The “season” challenge
The successor does not have to be like you; they only have to be capable of doing the job. Sometimes they should not be like you. Business or departmental growth often benefits from seasons of leadership style or capability change. What is difficult about this is for you to find, train, and support someone who is different then you. If you pull back and think about the big picture and consider the notion of seasons of leadership change it will help. Seasons of change;
- Drive improvements in new areas
- Broaden the mix of thinking
- See barriers to success in a new light
- Bring balance to departmental or corporate culture
Document the skills required
First you need to identify the role specific skills required. Then you need to identify the life skills required. (check out: http://bit.ly/1pvx7N2 for a blog on this) This will help clarify your succession plans. Further this document will help you bench mark potential candidates and define training needs.
Identify the candidate
Now it’s time to review your team and identify a candidate or two.

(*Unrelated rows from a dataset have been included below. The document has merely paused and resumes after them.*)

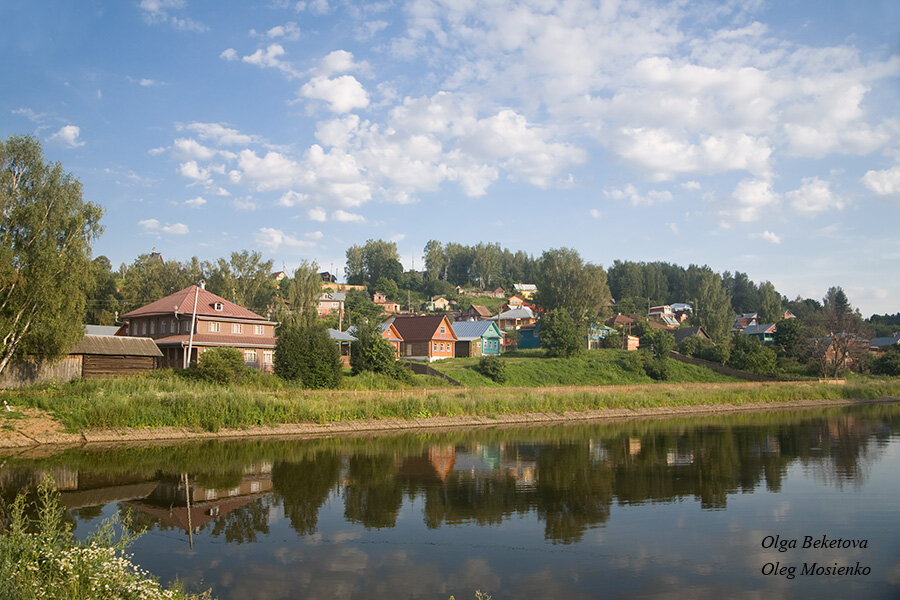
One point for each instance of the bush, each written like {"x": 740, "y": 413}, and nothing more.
{"x": 221, "y": 365}
{"x": 559, "y": 335}
{"x": 306, "y": 354}
{"x": 493, "y": 368}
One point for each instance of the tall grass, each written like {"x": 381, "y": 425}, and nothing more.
{"x": 40, "y": 558}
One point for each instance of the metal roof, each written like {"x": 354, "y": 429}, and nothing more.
{"x": 471, "y": 330}
{"x": 108, "y": 345}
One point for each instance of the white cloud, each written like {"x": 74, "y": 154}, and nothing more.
{"x": 273, "y": 239}
{"x": 883, "y": 183}
{"x": 814, "y": 196}
{"x": 68, "y": 136}
{"x": 342, "y": 94}
{"x": 753, "y": 199}
{"x": 154, "y": 226}
{"x": 343, "y": 216}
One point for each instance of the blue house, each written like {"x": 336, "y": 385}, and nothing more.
{"x": 477, "y": 338}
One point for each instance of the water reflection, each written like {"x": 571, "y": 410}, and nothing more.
{"x": 566, "y": 480}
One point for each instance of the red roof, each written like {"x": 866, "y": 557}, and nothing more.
{"x": 414, "y": 329}
{"x": 183, "y": 303}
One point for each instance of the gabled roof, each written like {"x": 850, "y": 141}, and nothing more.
{"x": 420, "y": 328}
{"x": 467, "y": 331}
{"x": 183, "y": 303}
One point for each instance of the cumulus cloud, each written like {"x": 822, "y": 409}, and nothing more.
{"x": 883, "y": 183}
{"x": 273, "y": 239}
{"x": 68, "y": 136}
{"x": 154, "y": 226}
{"x": 342, "y": 94}
{"x": 813, "y": 197}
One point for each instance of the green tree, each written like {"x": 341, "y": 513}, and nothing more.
{"x": 46, "y": 232}
{"x": 565, "y": 281}
{"x": 559, "y": 334}
{"x": 304, "y": 353}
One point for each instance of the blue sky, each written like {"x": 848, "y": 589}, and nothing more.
{"x": 754, "y": 136}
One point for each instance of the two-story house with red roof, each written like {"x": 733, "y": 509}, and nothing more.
{"x": 426, "y": 338}
{"x": 215, "y": 322}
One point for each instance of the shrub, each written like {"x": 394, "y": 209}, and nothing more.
{"x": 493, "y": 368}
{"x": 559, "y": 335}
{"x": 221, "y": 365}
{"x": 306, "y": 354}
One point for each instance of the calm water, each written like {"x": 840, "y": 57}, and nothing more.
{"x": 673, "y": 509}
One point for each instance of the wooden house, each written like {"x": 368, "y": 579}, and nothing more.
{"x": 427, "y": 338}
{"x": 477, "y": 338}
{"x": 187, "y": 323}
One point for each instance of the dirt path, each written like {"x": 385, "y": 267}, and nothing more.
{"x": 33, "y": 427}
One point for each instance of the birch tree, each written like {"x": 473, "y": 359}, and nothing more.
{"x": 46, "y": 229}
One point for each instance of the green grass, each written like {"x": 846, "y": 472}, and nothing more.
{"x": 528, "y": 368}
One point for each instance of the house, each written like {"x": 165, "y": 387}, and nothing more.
{"x": 100, "y": 353}
{"x": 390, "y": 333}
{"x": 515, "y": 318}
{"x": 344, "y": 340}
{"x": 686, "y": 332}
{"x": 882, "y": 344}
{"x": 476, "y": 312}
{"x": 744, "y": 320}
{"x": 330, "y": 302}
{"x": 385, "y": 304}
{"x": 427, "y": 338}
{"x": 437, "y": 303}
{"x": 525, "y": 290}
{"x": 187, "y": 323}
{"x": 477, "y": 338}
{"x": 764, "y": 333}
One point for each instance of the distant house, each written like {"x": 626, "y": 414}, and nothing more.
{"x": 525, "y": 290}
{"x": 427, "y": 338}
{"x": 686, "y": 332}
{"x": 477, "y": 338}
{"x": 515, "y": 318}
{"x": 476, "y": 312}
{"x": 330, "y": 302}
{"x": 764, "y": 333}
{"x": 218, "y": 323}
{"x": 390, "y": 333}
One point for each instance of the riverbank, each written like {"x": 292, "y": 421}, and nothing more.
{"x": 338, "y": 413}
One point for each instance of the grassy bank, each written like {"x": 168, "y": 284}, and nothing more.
{"x": 162, "y": 400}
{"x": 528, "y": 368}
{"x": 40, "y": 558}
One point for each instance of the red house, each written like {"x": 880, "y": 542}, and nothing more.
{"x": 425, "y": 338}
{"x": 218, "y": 322}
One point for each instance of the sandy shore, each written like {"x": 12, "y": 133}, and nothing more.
{"x": 37, "y": 428}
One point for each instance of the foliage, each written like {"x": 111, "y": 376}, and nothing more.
{"x": 749, "y": 354}
{"x": 493, "y": 368}
{"x": 222, "y": 365}
{"x": 559, "y": 334}
{"x": 564, "y": 281}
{"x": 46, "y": 229}
{"x": 304, "y": 353}
{"x": 888, "y": 363}
{"x": 40, "y": 558}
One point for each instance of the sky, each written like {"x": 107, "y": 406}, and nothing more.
{"x": 755, "y": 136}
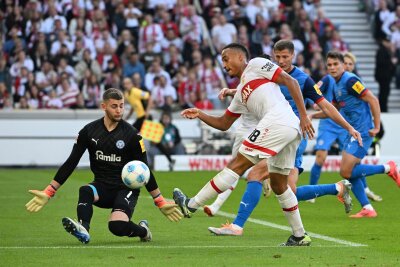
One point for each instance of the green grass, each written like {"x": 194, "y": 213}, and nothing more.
{"x": 39, "y": 239}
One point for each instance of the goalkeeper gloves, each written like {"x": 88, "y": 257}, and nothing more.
{"x": 40, "y": 198}
{"x": 168, "y": 208}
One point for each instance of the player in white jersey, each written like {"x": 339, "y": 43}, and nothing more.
{"x": 275, "y": 137}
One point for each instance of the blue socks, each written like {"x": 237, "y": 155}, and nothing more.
{"x": 315, "y": 174}
{"x": 362, "y": 170}
{"x": 249, "y": 201}
{"x": 307, "y": 192}
{"x": 358, "y": 190}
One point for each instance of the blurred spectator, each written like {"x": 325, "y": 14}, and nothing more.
{"x": 155, "y": 70}
{"x": 80, "y": 22}
{"x": 321, "y": 22}
{"x": 49, "y": 23}
{"x": 136, "y": 97}
{"x": 381, "y": 15}
{"x": 91, "y": 92}
{"x": 53, "y": 101}
{"x": 4, "y": 94}
{"x": 212, "y": 81}
{"x": 150, "y": 32}
{"x": 203, "y": 102}
{"x": 163, "y": 94}
{"x": 384, "y": 70}
{"x": 223, "y": 33}
{"x": 189, "y": 90}
{"x": 134, "y": 66}
{"x": 87, "y": 63}
{"x": 336, "y": 43}
{"x": 69, "y": 94}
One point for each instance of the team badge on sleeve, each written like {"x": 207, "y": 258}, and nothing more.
{"x": 316, "y": 87}
{"x": 358, "y": 87}
{"x": 120, "y": 144}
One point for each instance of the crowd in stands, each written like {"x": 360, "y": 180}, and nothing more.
{"x": 63, "y": 53}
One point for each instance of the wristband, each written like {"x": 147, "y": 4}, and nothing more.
{"x": 50, "y": 190}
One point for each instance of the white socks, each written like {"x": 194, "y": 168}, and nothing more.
{"x": 289, "y": 204}
{"x": 223, "y": 181}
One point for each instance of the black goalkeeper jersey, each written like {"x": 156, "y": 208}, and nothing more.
{"x": 108, "y": 152}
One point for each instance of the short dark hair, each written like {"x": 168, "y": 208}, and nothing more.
{"x": 239, "y": 47}
{"x": 284, "y": 44}
{"x": 335, "y": 55}
{"x": 113, "y": 93}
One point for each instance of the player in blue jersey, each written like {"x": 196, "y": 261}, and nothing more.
{"x": 329, "y": 132}
{"x": 361, "y": 109}
{"x": 284, "y": 53}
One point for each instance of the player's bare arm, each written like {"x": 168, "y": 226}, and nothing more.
{"x": 375, "y": 110}
{"x": 295, "y": 92}
{"x": 222, "y": 123}
{"x": 226, "y": 92}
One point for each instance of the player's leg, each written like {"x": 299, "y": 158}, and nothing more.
{"x": 279, "y": 168}
{"x": 220, "y": 183}
{"x": 324, "y": 142}
{"x": 120, "y": 223}
{"x": 88, "y": 195}
{"x": 212, "y": 209}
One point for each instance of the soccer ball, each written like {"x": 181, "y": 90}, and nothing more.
{"x": 135, "y": 174}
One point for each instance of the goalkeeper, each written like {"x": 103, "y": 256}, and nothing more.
{"x": 111, "y": 143}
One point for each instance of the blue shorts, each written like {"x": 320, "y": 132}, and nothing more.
{"x": 327, "y": 137}
{"x": 299, "y": 155}
{"x": 352, "y": 147}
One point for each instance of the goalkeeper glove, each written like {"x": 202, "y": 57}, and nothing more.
{"x": 168, "y": 208}
{"x": 40, "y": 198}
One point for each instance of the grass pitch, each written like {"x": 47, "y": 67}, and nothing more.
{"x": 40, "y": 240}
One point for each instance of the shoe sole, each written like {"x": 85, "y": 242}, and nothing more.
{"x": 71, "y": 228}
{"x": 181, "y": 204}
{"x": 215, "y": 232}
{"x": 208, "y": 211}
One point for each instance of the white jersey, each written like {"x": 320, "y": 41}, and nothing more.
{"x": 259, "y": 95}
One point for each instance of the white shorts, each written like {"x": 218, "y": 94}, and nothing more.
{"x": 276, "y": 142}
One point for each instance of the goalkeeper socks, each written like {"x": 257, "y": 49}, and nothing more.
{"x": 84, "y": 209}
{"x": 289, "y": 204}
{"x": 362, "y": 170}
{"x": 123, "y": 228}
{"x": 249, "y": 201}
{"x": 307, "y": 192}
{"x": 220, "y": 183}
{"x": 359, "y": 192}
{"x": 315, "y": 174}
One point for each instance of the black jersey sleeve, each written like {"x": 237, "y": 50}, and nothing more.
{"x": 139, "y": 150}
{"x": 70, "y": 164}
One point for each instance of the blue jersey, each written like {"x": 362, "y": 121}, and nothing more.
{"x": 327, "y": 86}
{"x": 308, "y": 88}
{"x": 347, "y": 93}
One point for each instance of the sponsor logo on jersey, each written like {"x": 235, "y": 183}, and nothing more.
{"x": 358, "y": 87}
{"x": 246, "y": 92}
{"x": 316, "y": 87}
{"x": 120, "y": 144}
{"x": 268, "y": 66}
{"x": 142, "y": 146}
{"x": 111, "y": 158}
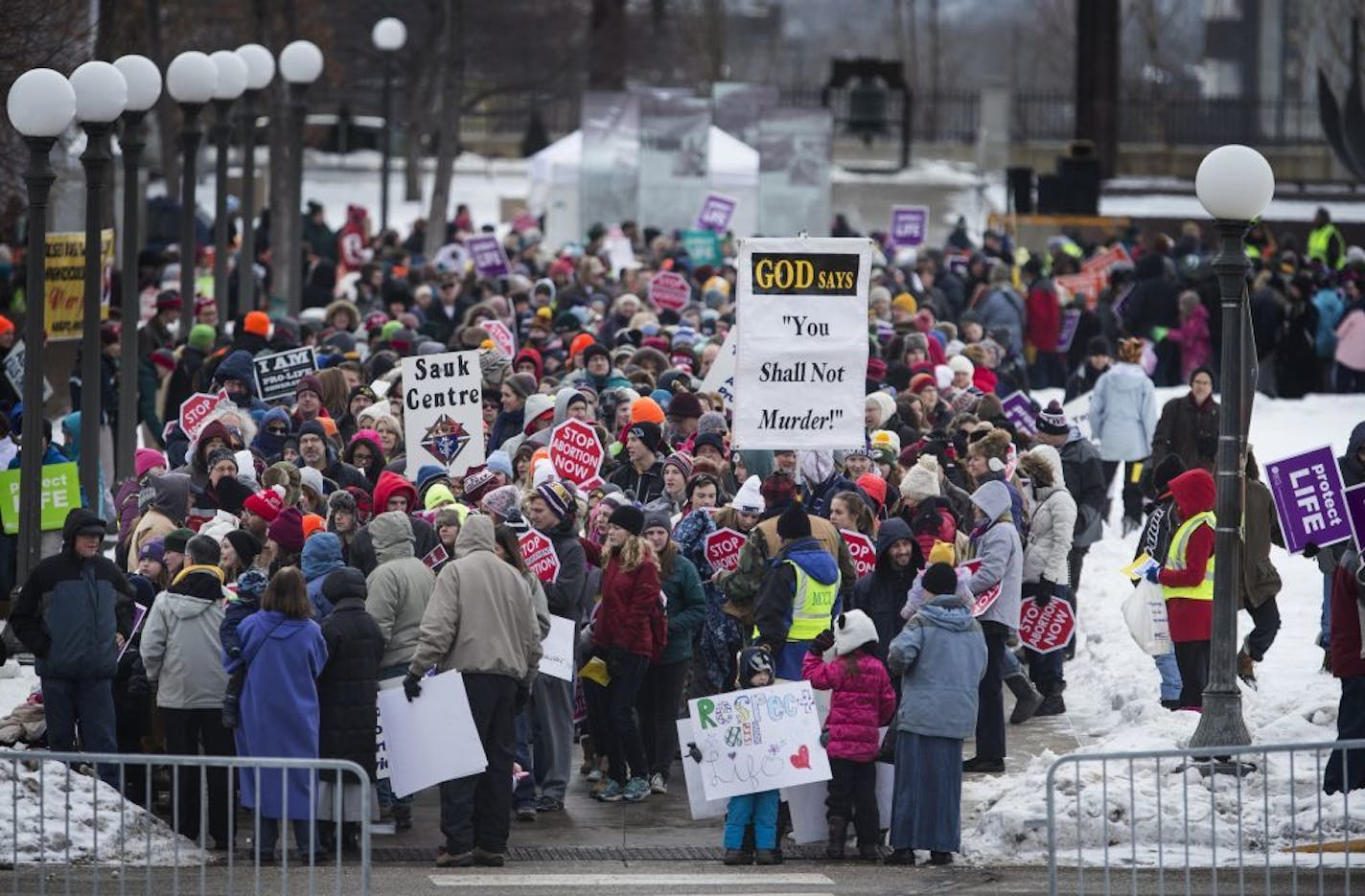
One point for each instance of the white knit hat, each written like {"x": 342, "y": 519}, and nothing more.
{"x": 749, "y": 499}
{"x": 920, "y": 480}
{"x": 852, "y": 631}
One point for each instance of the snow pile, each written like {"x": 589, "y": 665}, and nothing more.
{"x": 1113, "y": 705}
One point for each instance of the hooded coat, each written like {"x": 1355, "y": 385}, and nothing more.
{"x": 399, "y": 586}
{"x": 480, "y": 616}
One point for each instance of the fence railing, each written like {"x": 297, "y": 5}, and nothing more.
{"x": 1243, "y": 820}
{"x": 171, "y": 824}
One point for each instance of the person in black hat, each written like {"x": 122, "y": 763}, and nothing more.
{"x": 74, "y": 612}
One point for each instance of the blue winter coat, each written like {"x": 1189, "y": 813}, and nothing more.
{"x": 1123, "y": 413}
{"x": 279, "y": 708}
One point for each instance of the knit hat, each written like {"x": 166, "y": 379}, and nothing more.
{"x": 266, "y": 503}
{"x": 852, "y": 631}
{"x": 201, "y": 337}
{"x": 647, "y": 432}
{"x": 749, "y": 498}
{"x": 287, "y": 529}
{"x": 630, "y": 518}
{"x": 920, "y": 482}
{"x": 145, "y": 458}
{"x": 556, "y": 496}
{"x": 939, "y": 579}
{"x": 251, "y": 583}
{"x": 794, "y": 522}
{"x": 1052, "y": 421}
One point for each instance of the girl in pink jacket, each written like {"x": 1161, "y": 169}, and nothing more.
{"x": 862, "y": 702}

It is always amazing to me how my perspective changes about team members when I begin to look at them as potential candidates. Once again, as I think about seasons of leadership, sometimes difficult or different staff become interesting prospects. At this stage you now need to work on developing the successor. This means loosening your firm grip on the reins of authority. Delegation will allow you to see how they manage authority and leadership. Overtime, you should have a trusted lieutenant by your side. If not, the process of succession planning is broken.
Are you the problem?
The lack of succession planning always lies with the person in charge. Most problems are;
- You won’t delegate, or don’t know how to delegate
- You don’t trust your team
- You think sharing success diminishes your value to your leaders
- You have not hired good staff who can grow into your role
If this is you, then you need to sort out these issues. Start now so you can change your behaviour and enable yourself to build a successor.
What about your promotion?
You should strive to make yourself easily replaceable in your current role. Why? So you can be readily promoted. If you do not have a successor you are;
- Likely hard to replace and therefore not easily promotable
- May be viewed as “not a team player”
- May be viewed as “not a good at delegating”
- May be viewed as a “glory” hog
You should think deeply about what executive skills look like. Then figure out how to model them. Good executives are awesome delegators and strong team players. Good executives share success. Good executives require their managers to have succession plans. This ensures that the bench of managers have backups.
What do you think about succession planning? Should you start this work now? Do you have good replacements for you in your team?